Do you specifically need the script mentioned in this PR or are you just trying to run distributed simulations in general?

@francispoulin
Copy link
Collaborator Author

Thanks @glwagner !

I am looking for an example to either CPUs or GPUs on parallel. I want to start with CPUs. Your example looks great and I'm happy to learn from that.

I tried this on my laptop and two servers. One server is still running so it might of worked.

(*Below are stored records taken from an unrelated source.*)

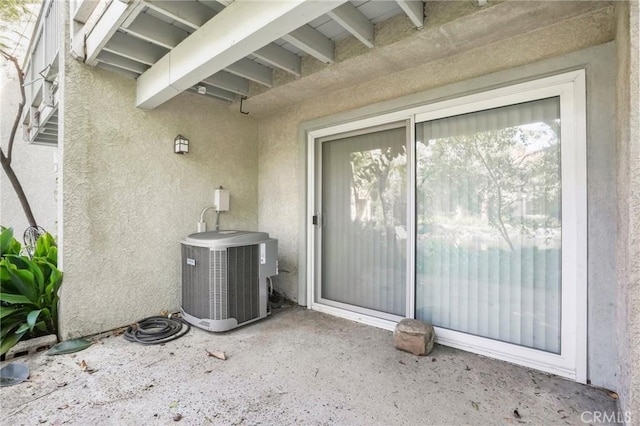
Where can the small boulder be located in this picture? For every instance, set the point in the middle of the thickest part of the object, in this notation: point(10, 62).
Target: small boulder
point(414, 336)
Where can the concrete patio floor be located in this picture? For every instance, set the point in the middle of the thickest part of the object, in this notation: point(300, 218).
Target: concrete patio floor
point(295, 367)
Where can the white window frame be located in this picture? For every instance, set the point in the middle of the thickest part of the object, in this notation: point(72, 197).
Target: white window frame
point(571, 88)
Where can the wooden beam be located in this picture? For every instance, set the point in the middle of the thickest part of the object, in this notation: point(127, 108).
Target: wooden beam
point(352, 20)
point(122, 62)
point(222, 42)
point(253, 71)
point(279, 57)
point(227, 81)
point(156, 31)
point(102, 24)
point(312, 42)
point(134, 49)
point(190, 13)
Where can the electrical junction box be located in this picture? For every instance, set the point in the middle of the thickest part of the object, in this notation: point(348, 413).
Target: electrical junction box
point(221, 200)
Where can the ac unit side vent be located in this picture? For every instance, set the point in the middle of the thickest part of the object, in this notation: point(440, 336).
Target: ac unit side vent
point(195, 295)
point(218, 294)
point(243, 269)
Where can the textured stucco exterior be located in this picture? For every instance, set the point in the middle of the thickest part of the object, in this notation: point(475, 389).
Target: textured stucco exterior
point(283, 158)
point(34, 165)
point(128, 200)
point(628, 218)
point(125, 200)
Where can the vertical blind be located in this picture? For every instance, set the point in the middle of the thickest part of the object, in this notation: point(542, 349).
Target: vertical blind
point(364, 210)
point(488, 221)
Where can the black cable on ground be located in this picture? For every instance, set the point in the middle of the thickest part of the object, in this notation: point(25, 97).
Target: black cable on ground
point(155, 330)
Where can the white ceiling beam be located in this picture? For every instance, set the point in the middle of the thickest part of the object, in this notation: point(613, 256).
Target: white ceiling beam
point(352, 20)
point(312, 42)
point(134, 49)
point(253, 71)
point(228, 81)
point(101, 25)
point(221, 42)
point(122, 62)
point(190, 13)
point(414, 9)
point(279, 57)
point(156, 31)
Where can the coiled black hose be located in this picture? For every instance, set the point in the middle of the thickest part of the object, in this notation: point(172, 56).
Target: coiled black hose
point(155, 330)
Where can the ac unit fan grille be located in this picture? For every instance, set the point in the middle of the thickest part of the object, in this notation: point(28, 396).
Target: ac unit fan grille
point(243, 267)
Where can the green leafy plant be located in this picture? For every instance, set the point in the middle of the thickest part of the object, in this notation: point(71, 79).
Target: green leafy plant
point(28, 290)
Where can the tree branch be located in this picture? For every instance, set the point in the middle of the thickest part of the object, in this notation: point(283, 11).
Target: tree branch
point(5, 160)
point(501, 227)
point(16, 122)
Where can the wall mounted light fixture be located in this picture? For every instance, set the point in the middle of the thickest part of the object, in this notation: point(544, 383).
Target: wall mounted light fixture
point(180, 145)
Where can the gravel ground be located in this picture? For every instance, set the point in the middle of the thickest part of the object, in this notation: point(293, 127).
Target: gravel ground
point(295, 367)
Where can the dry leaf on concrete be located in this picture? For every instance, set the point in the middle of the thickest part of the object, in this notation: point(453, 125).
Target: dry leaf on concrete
point(84, 367)
point(217, 354)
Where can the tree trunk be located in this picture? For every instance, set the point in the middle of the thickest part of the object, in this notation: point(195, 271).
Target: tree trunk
point(6, 160)
point(18, 188)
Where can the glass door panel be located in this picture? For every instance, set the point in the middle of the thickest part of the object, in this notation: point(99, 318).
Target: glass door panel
point(364, 221)
point(488, 223)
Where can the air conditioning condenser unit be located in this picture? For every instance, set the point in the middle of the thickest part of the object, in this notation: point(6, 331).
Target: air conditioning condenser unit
point(224, 278)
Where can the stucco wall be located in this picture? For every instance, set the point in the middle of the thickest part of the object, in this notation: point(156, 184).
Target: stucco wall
point(282, 156)
point(628, 220)
point(33, 164)
point(128, 199)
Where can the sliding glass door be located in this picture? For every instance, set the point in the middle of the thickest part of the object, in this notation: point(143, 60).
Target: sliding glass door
point(468, 214)
point(489, 224)
point(364, 218)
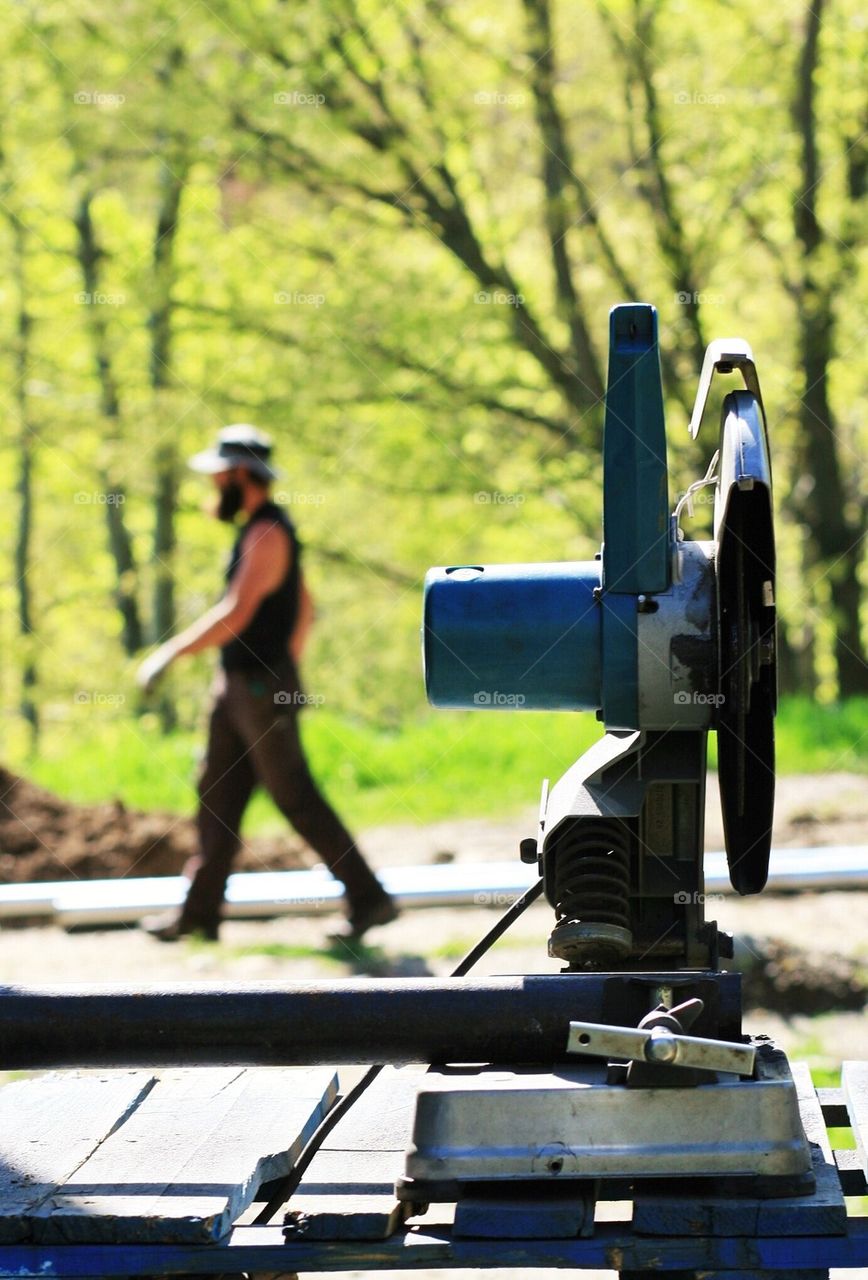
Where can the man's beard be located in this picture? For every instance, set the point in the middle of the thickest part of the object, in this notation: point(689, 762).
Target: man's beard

Any ideas what these errors mean?

The second server it failed with this error:

[ Info: MPI has not been initialized, so we are calling MPI.Init().
--------------------------------------------------------------------------
It looks like opal_init failed for some reason; your parallel process is
likely to abort.  There are many reasons that a parallel process can
fail during opal_init; some of which are due to configuration or
environment problems.  This failure appears to be an internal failure;
here's some additional information (which may only be relevant to an
Open MPI developer):

  opal_shmem_base_select failed
  --> Returned value -1 instead of OPAL_SUCCESS
--------------------------------------------------------------------------
--------------------------------------------------------------------------
Sorry!  You were supposed to get help about:
    orte_init:startup:internal-failure
But I couldn't open the help file:
    /u/fpoulin/.julia/artifacts/689e8d7a066e74f34108119415bd9e46a2f8b168/share/openmpi/help-orte-runtime: No such file or directory.  Sorry!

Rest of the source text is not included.